In the summer of 1944, as the Soviets’ Red Army advanced, factory owners who made some armaments for the German military moved their factories westward. Schindler moved his operations from Krakow to Brünnlitz, in what’s now the Czech Republic.
That was when the famous list comes in: the people on it would be sent to Brünnlitz to work, and thus saved.
But Schindler was in fact in jail when the list was made, having been detained during an investigation into whether he’d bribed a commandant. The scene of him being directly involved in drawing it up “is totally bogus,” says Crowe.
In addition, there was actually more than one list. In October of 1944, a Plaszów camp orderly named Marcel Goldberg made two lists of people approved to go to Brünnlitz, which can be considered “Schindler’s lists.” One has the names of 300 women; one has the names of 700 men.
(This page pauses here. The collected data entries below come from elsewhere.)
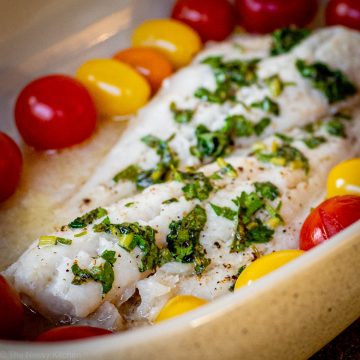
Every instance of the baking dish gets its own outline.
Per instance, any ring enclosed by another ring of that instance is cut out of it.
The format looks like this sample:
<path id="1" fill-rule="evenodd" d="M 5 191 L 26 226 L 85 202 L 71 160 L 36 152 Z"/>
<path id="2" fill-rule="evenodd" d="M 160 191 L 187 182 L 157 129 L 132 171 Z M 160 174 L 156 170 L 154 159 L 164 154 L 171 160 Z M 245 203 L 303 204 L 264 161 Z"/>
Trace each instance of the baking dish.
<path id="1" fill-rule="evenodd" d="M 152 1 L 151 5 L 145 1 L 87 2 L 83 11 L 85 2 L 82 6 L 71 1 L 47 2 L 45 6 L 39 1 L 31 9 L 23 8 L 18 16 L 28 20 L 13 18 L 14 23 L 22 24 L 16 33 L 11 24 L 3 25 L 4 119 L 11 124 L 13 98 L 30 78 L 54 70 L 71 73 L 84 59 L 111 55 L 114 48 L 126 45 L 133 26 L 147 17 L 166 16 L 170 5 L 169 1 Z M 31 19 L 29 11 L 34 12 Z M 75 28 L 63 27 L 61 19 L 72 17 L 78 20 L 71 22 Z M 49 18 L 51 26 L 46 23 Z M 44 32 L 44 28 L 57 31 Z M 59 33 L 61 28 L 63 33 Z M 14 46 L 19 51 L 11 51 Z M 1 126 L 15 134 L 7 124 Z M 253 287 L 164 325 L 61 347 L 4 344 L 1 356 L 306 358 L 359 316 L 358 234 L 357 224 Z M 7 249 L 11 251 L 10 246 Z M 9 250 L 4 252 L 7 261 L 15 256 Z"/>

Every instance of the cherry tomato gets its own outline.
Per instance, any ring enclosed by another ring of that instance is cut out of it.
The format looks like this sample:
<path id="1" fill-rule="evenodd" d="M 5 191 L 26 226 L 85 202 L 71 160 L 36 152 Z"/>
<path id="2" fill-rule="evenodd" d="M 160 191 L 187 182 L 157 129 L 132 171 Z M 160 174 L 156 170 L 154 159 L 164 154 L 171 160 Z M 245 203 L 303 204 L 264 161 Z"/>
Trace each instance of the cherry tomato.
<path id="1" fill-rule="evenodd" d="M 189 64 L 201 47 L 199 35 L 176 20 L 147 20 L 135 29 L 133 46 L 155 48 L 162 52 L 175 68 Z"/>
<path id="2" fill-rule="evenodd" d="M 359 0 L 330 0 L 325 16 L 327 25 L 344 25 L 360 31 Z"/>
<path id="3" fill-rule="evenodd" d="M 360 158 L 340 163 L 328 175 L 328 198 L 349 194 L 360 195 Z"/>
<path id="4" fill-rule="evenodd" d="M 35 341 L 69 341 L 111 334 L 109 330 L 92 326 L 60 326 L 43 332 Z"/>
<path id="5" fill-rule="evenodd" d="M 76 80 L 50 75 L 34 80 L 17 98 L 15 120 L 25 142 L 61 149 L 87 139 L 96 127 L 94 102 Z"/>
<path id="6" fill-rule="evenodd" d="M 145 105 L 151 89 L 132 67 L 112 59 L 89 60 L 76 72 L 89 90 L 98 112 L 106 117 L 129 115 Z"/>
<path id="7" fill-rule="evenodd" d="M 17 292 L 0 275 L 0 338 L 19 338 L 24 324 L 24 308 Z"/>
<path id="8" fill-rule="evenodd" d="M 296 259 L 303 253 L 301 250 L 281 250 L 261 256 L 240 274 L 236 280 L 235 289 L 251 285 L 254 281 Z"/>
<path id="9" fill-rule="evenodd" d="M 268 33 L 296 25 L 303 27 L 315 17 L 317 0 L 236 0 L 240 24 L 249 32 Z"/>
<path id="10" fill-rule="evenodd" d="M 134 47 L 120 51 L 114 55 L 114 59 L 135 68 L 149 81 L 153 93 L 173 72 L 170 61 L 162 53 L 146 47 Z"/>
<path id="11" fill-rule="evenodd" d="M 309 250 L 360 220 L 360 196 L 335 196 L 324 201 L 306 218 L 300 248 Z"/>
<path id="12" fill-rule="evenodd" d="M 21 170 L 22 156 L 19 147 L 9 136 L 0 132 L 0 202 L 15 192 Z"/>
<path id="13" fill-rule="evenodd" d="M 194 310 L 200 306 L 207 304 L 207 301 L 191 295 L 178 295 L 170 299 L 161 309 L 156 318 L 159 323 L 164 320 L 182 315 L 188 311 Z"/>
<path id="14" fill-rule="evenodd" d="M 221 41 L 235 28 L 234 9 L 228 0 L 178 0 L 172 18 L 196 30 L 203 41 Z"/>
Throughout the war, Goldberg — one of Jewish prisoners who had been forced by the Nazis to be a camp orderly — had coordinated the transportation of Jewish slave laborers from Plaszów to other labor camps in German-occupied central and eastern Europe. It’s not clear exactly how Goldberg chose who would be on the lists, but it’s thought that he included people he knew, perhaps friends of friends. “He also would have sought advice from other Jewish inmates working in the camp office who would have helped him choose people,” says Crowe, who thinks only about a third of the people on the lists had actually worked for Schindler before.
Finder says her mother heard that Goldberg was compiling a list of young people with “skinny fingers” good for factory work. “My mother sent me to Marcel Goldberg,” she recalls. “I went to him and told him my mother and I want to be on the list and he put us on the list.”
Before the 1,000 “Schindler Jews” could go to Brünnlitz, they had to be “inspected”; the men were sent to the Gross-Rosen camp and the women were sent to Auschwitz. While the men were quickly processed, some women got lost in the system. This phase of the story is another where the truth differs slightly from the movie — Schindler sent a secretary to retrieve them, rather than going himself — but the truth of the experience is so horrifying that perhaps no film could capture it accurately, no matter how careful it was with the detail.
“When we got to Auschwitz, we were so thirsty. We tried to catch the snowflakes. But it was not snow falling; it was ashes,” Finder recalls. “Then we were told to undress for an inspection. I remember, after they shaved my head, we were put in dark room and cold water came down. We were completely naked, and I remember looking at my mom and I couldn’t recognize her. I said, ‘Now we won’t suffer anymore because we are dead already.’ She said, ‘We are not dead. We are alive.’”
Read more: Behind the Picture: The Liberation of Buchenwald, April 1945
Brünnlitz operated from October of 1944 through the German surrender in May 1945. Based on transport lists, Schindler ended up saving 1,098 people by having that factory open.
The 1,000 came from the two lists Goldberg made, and Crowe believes the other 98 were people who came from other camps and perhaps got diverted there as Allied forces advanced on the Nazis.
With the money he made during the war, Schindler acquired 18 truckloads of wool, khaki material, shoes and leather, which he passed on to his workers. “This is your money,” Finder recalls him saying. After the war, the tables turned; the people who had once been his Jewish laborers helped support him through a string of business failures. He died in 1974 in Frankfurt at the age of 66, but for survivors like Finder, the gratitude lives on.
“He was sent by God to take care of us,” she says.